NumPy is a Python library designed to make it easy for us to work with arrays. In basic Python, arrays (also known as lists) have limited functionalities. While we can add and subtract lists, it is not easy to perform advanced mathematical operations on them.
Numpy solves this problem for us. With NumPy, we can perform various complex operations on arrays, including shape manipulation, basic linear algebra, random simulation, and more.
The main data structure in NumPy is an array object known as the ndarray. An ndarray is a multidimensional array of elements, where each element in the array is typically an array itself.
Datasets in machine learning are frequently stored as two-dimensional ndarrays. Therefore, familiarity with NumPy is an essential skill for any data scientist.
Importing the NumPy Library
To work with NumPy, we need to import it.
First, create a new notebook in Google Colab and name it NumPy.ipynb. Next, add the following code to the first cell and run it:
import numpy as np
It is customary to use np as the alias when importing NumPy; we’ll follow the same convention in this book. (Note that this import statement does not produce any output when you run it.)
Creating a NumPy Array
After importing NumPy, we can use it to create an ndarray (also known as a NumPy array, or simply an array).
There are two main ways to do it. The first is to convert a Python array-like structure (such as a Python list or tuple) to an ndarray using the array() function. Let’s look at some examples:
list1 = [1, 2, 3, 4]
list2 = [[1, 2, 3, 4]]
list3 = [[1, 2, 3, 4], [10, 20, 30, 40], [100, 200, 300, 400]]
arr1 = np.array(list1)
arr2 = np.array(list2)
arr3 = np.array(list3)
print(type(arr1), type(arr2), type(arr3))
Here, we first declare and initialize three Python lists (list1, list2, and list3).
Notice that list1 and list2 are very similar, except that list1 has one set of square brackets while list2 has two.
list1 is a one-dimensional (1D) list with four elements.
list2, on the other hand, is a two-dimensional (2D) list with one element. This element – [1, 2, 3, 4] – is a list itself and consists of four elements.
list3 is also a 2D list, with three nested lists of four elements each.

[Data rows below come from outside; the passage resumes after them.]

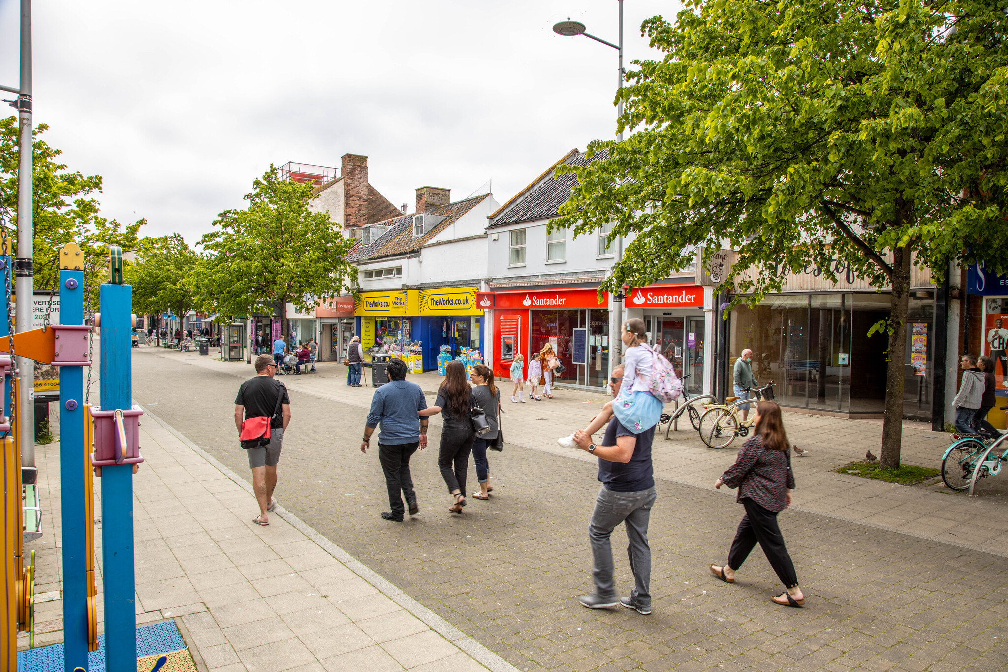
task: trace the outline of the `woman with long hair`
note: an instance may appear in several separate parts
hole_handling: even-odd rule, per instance
[[[497,438],[500,425],[497,420],[497,409],[501,403],[501,393],[494,385],[494,373],[485,364],[477,364],[473,367],[473,373],[469,375],[470,380],[476,389],[473,390],[473,397],[476,398],[476,405],[483,408],[487,414],[487,422],[490,424],[490,431],[483,436],[473,439],[473,461],[476,462],[476,480],[480,482],[480,489],[473,493],[473,497],[478,500],[489,500],[490,493],[494,491],[490,485],[490,462],[487,461],[487,449]]]
[[[734,583],[735,572],[758,542],[787,588],[770,599],[784,607],[801,607],[805,596],[798,587],[794,563],[777,525],[777,514],[791,505],[790,491],[794,490],[790,444],[784,433],[780,406],[775,401],[759,402],[755,421],[753,435],[742,444],[735,463],[714,484],[719,490],[722,486],[738,488],[736,501],[746,508],[746,515],[735,533],[728,562],[723,566],[712,564],[711,571],[726,583]]]
[[[449,362],[434,405],[420,411],[420,417],[442,413],[445,420],[437,450],[437,468],[448,492],[455,498],[449,513],[461,514],[466,506],[466,473],[469,471],[473,439],[476,438],[472,422],[473,406],[476,406],[476,399],[466,381],[466,367],[459,361]]]
[[[542,396],[546,399],[553,398],[549,386],[553,382],[553,369],[557,366],[559,366],[559,360],[556,359],[556,353],[553,352],[553,344],[547,341],[546,345],[539,351],[539,367],[542,369]]]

After declaring the lists, we pass them to the NumPy array() function to convert them to ndarrays. We then print the data types of the resulting arrays. If you run the code above, you’ll get the following output:
<class 'numpy.ndarray'> <class 'numpy.ndarray'> <class 'numpy.ndarray'>
This output indicates we have successfully converted list1, list2, and list3 to NumPy arrays. We can print the shapes of these ndarrays. The shape of an ndarray (stored in the shape attribute) is given as a tuple and tells us the number of elements in it:
print(arr1.shape)
print(arr2.shape)
print(arr3.shape)
This gives us the following output:
(4,)
(1, 4)
(3, 4)
(4,) tells us that arr1 is a 1D array with four elements, while (1, 4) tells us that arr2 is a 2D array with one nested array; this nested array has four elements.
Finally, the last line (3, 4) tells us that arr3 is a 2D array with three nested arrays; each nested array has four elements.
The example above shows how to use the array() function to convert Python built-in structures to ndarrays. Next, let’s learn to create NumPy arrays from scratch. To do that, we can use different predefined functions in the NumPy library. An example is the linspace() function.
linspace(start,stop,num) gives us a NumPy array of num evenly spaced numbers within the interval of start(inclusive) to stop (inclusive). Let’s look at an example:
arr4 = np.linspace(0, 10, 5)
print(arr4)
This example gives us 5 evenly spaced numbers from 0 to 10. If you run the example, you’ll get the following output:
[ 0. 2.5 5. 7.5 10. ]
linspace() generates floating-point numbers by default. In addition, Jupyter Notebook prints NumPy arrays without commas. Hence, we get decimal points after the integers (e.g., 0.) and no commas in the output above.